I wait for horror. For disgust. For her to pull away from the man who committed patricide, who has his own father's blood still wet on his hands.
Instead she reaches up and cups my face with clawed hands, careful not to scratch.
"He would have killed me," she says quietly. "Killed our children. Killed everyone in this castle who stood between him and his precious legacy."
"Yes."
"And you stopped him."
"I chose you." The words come out fierce, absolute. "Over him. Over the kingdom. Over everything. That's not a choice I had to make—it's just what I am. What I've been since the first time you looked at me like I was worth saving."
She's quiet for a moment. The bond hums between us—wide open, nothing hidden, her exhaustion and relief and something warmer underneath tangling with my own.
"Thank you," she says finally. "For choosing me.

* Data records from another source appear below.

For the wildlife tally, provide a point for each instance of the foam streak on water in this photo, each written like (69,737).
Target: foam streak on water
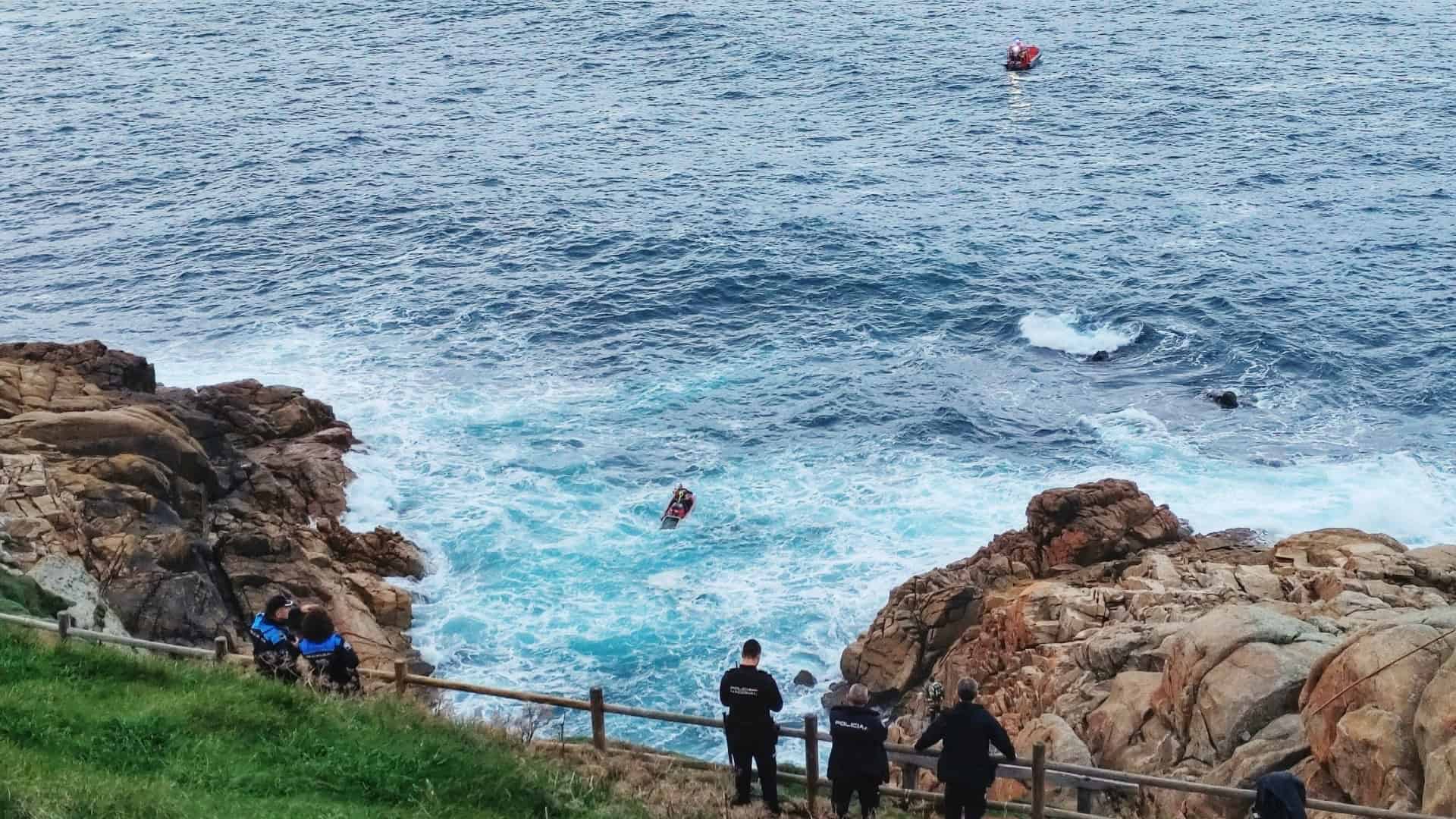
(830,267)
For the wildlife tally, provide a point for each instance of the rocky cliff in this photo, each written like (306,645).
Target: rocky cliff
(174,513)
(1110,632)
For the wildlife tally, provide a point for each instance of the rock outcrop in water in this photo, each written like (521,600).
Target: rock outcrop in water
(175,513)
(1117,639)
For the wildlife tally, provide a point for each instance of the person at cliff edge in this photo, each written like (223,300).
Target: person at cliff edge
(332,661)
(965,764)
(753,736)
(856,761)
(275,649)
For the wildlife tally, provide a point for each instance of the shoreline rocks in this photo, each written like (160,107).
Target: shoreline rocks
(1114,635)
(174,513)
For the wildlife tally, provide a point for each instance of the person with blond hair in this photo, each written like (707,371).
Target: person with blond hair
(858,763)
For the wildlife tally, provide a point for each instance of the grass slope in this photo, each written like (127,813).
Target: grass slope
(91,732)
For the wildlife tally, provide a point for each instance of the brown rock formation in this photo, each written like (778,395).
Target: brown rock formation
(190,507)
(1065,528)
(1200,656)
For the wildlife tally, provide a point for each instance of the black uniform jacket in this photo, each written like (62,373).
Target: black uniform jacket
(967,730)
(858,751)
(750,694)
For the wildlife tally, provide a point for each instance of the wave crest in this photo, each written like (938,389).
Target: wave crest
(1068,334)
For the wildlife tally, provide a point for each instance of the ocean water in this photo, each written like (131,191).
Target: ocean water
(824,262)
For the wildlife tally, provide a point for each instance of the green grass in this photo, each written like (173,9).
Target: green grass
(91,732)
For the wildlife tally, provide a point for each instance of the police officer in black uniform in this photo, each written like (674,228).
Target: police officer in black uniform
(856,761)
(965,764)
(750,694)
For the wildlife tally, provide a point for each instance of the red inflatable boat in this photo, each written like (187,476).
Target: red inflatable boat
(679,507)
(1030,57)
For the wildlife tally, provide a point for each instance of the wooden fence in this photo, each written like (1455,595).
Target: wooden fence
(1040,771)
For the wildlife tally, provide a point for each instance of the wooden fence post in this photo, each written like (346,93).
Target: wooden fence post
(811,758)
(909,779)
(599,720)
(1038,781)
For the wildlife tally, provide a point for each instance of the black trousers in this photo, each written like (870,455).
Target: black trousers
(759,751)
(965,800)
(867,787)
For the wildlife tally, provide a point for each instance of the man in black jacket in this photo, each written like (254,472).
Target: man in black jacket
(1279,796)
(965,763)
(750,694)
(858,761)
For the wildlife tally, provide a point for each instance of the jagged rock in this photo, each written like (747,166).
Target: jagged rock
(1253,687)
(1225,398)
(1366,736)
(67,577)
(929,613)
(1063,745)
(1276,748)
(190,507)
(1436,741)
(1190,657)
(1213,639)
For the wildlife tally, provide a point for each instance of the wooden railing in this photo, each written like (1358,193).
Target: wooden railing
(1040,771)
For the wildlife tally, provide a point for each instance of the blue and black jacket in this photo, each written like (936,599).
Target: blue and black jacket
(334,662)
(274,649)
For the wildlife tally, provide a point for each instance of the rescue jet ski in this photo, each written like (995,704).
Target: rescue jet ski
(679,507)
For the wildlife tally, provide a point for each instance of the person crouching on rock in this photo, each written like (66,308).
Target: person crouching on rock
(332,661)
(275,649)
(858,761)
(965,764)
(753,735)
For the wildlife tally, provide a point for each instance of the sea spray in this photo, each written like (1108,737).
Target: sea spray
(1069,333)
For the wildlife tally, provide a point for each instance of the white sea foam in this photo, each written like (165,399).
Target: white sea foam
(1068,333)
(549,572)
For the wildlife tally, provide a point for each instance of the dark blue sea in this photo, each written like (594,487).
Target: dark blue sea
(826,262)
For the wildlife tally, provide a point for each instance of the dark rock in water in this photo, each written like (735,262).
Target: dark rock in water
(1225,398)
(1238,537)
(835,695)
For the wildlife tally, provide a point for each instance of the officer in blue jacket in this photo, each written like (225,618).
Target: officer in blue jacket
(332,661)
(274,645)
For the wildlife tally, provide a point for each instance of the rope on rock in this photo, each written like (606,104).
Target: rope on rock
(1346,689)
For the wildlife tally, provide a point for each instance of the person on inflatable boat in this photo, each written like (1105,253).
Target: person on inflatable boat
(1015,50)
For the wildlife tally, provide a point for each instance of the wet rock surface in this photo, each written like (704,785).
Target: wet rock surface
(1110,634)
(174,513)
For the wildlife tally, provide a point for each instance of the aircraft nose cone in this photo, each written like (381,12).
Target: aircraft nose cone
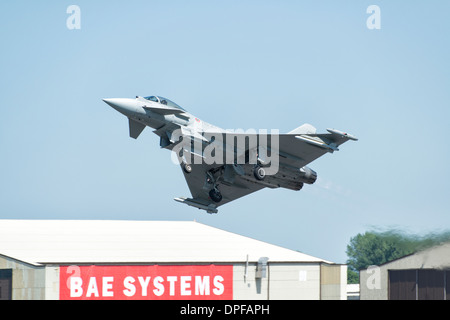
(124,106)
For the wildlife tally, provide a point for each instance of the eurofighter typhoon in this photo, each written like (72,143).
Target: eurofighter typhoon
(223,165)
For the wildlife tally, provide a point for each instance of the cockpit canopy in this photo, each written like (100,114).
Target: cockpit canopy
(164,101)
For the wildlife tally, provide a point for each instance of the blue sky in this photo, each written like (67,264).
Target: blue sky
(237,64)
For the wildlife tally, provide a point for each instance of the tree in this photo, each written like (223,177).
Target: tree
(375,248)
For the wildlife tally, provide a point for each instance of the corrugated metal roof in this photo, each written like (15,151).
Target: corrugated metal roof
(98,241)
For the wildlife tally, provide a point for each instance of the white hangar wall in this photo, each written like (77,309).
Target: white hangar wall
(47,257)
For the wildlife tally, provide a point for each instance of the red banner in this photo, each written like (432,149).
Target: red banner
(210,282)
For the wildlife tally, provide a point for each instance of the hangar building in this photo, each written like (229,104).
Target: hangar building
(424,275)
(74,259)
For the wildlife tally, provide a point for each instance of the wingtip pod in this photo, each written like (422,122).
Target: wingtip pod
(191,202)
(342,134)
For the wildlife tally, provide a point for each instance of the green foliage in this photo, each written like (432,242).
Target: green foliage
(375,248)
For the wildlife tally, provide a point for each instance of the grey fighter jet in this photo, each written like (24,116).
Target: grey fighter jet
(223,165)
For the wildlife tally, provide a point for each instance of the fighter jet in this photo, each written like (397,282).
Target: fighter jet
(223,165)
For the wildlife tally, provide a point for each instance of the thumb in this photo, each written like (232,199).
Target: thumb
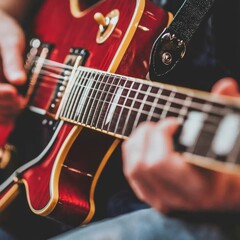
(227,87)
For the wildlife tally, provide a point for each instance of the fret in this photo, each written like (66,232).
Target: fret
(127,101)
(93,98)
(81,100)
(132,113)
(115,106)
(154,105)
(98,99)
(79,87)
(185,108)
(67,97)
(139,111)
(102,117)
(167,106)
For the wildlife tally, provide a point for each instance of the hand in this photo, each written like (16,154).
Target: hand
(162,178)
(12,43)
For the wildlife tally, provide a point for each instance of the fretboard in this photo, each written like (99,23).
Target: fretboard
(116,104)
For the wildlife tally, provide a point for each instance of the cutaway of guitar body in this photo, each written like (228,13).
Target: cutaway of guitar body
(61,181)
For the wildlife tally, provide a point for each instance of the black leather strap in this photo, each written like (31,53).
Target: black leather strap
(171,45)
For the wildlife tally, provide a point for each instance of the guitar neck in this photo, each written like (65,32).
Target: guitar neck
(115,105)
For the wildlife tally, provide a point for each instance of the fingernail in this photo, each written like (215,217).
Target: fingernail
(17,77)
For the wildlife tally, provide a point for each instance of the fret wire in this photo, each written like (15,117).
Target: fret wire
(76,93)
(97,112)
(154,104)
(194,104)
(140,110)
(94,107)
(116,87)
(83,97)
(116,104)
(160,106)
(51,64)
(232,157)
(70,86)
(193,147)
(131,109)
(167,105)
(82,79)
(124,103)
(92,92)
(185,107)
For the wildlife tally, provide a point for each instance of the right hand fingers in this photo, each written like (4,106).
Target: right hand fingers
(12,44)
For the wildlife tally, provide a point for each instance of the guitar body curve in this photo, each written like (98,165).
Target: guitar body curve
(61,180)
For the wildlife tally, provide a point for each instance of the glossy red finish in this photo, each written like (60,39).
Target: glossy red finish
(55,24)
(38,177)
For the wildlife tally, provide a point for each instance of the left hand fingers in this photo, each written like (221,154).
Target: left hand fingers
(227,87)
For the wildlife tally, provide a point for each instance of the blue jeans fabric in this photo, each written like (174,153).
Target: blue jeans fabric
(145,224)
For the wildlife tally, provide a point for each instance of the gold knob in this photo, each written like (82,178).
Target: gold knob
(100,19)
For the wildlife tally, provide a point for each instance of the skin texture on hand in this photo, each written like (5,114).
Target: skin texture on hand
(162,178)
(12,43)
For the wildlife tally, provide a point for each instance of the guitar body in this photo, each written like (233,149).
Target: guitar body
(61,178)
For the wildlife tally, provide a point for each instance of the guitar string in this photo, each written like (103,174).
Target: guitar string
(206,127)
(177,101)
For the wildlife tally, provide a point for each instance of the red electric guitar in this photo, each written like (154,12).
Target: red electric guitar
(85,95)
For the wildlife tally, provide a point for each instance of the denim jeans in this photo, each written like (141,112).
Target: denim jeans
(145,224)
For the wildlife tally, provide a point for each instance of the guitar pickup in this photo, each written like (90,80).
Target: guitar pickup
(76,57)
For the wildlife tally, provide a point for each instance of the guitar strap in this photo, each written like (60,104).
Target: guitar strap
(170,46)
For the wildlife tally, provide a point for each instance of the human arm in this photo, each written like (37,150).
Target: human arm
(161,177)
(12,44)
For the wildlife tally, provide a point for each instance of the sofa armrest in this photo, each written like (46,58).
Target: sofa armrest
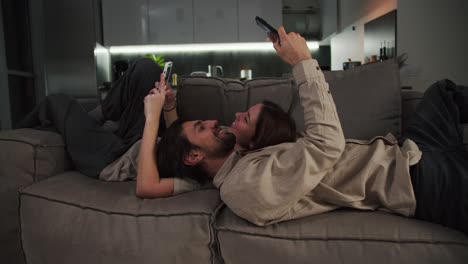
(30,155)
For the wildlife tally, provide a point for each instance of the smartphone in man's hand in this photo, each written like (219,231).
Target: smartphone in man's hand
(271,31)
(167,71)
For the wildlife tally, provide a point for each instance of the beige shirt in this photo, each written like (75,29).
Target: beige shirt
(320,171)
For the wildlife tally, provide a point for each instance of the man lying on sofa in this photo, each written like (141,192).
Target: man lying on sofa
(319,172)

For stopping him. For—" Her voice breaks. "For not lying about it after. For letting me see what you did instead of hiding it."
"No more hiding." I press my forehead to hers, feel the slight roughness of scales beginning to form along her hairline. "Whatever happens. Whatever it costs. You get the truth. Always."
"Always," she echoes.
We kneel there in the ruins of the throne room, blood-soaked and transformed and finally, finally free.
The sun sets.
The curse is broken.
And somewhere in the wreckage, something new begins.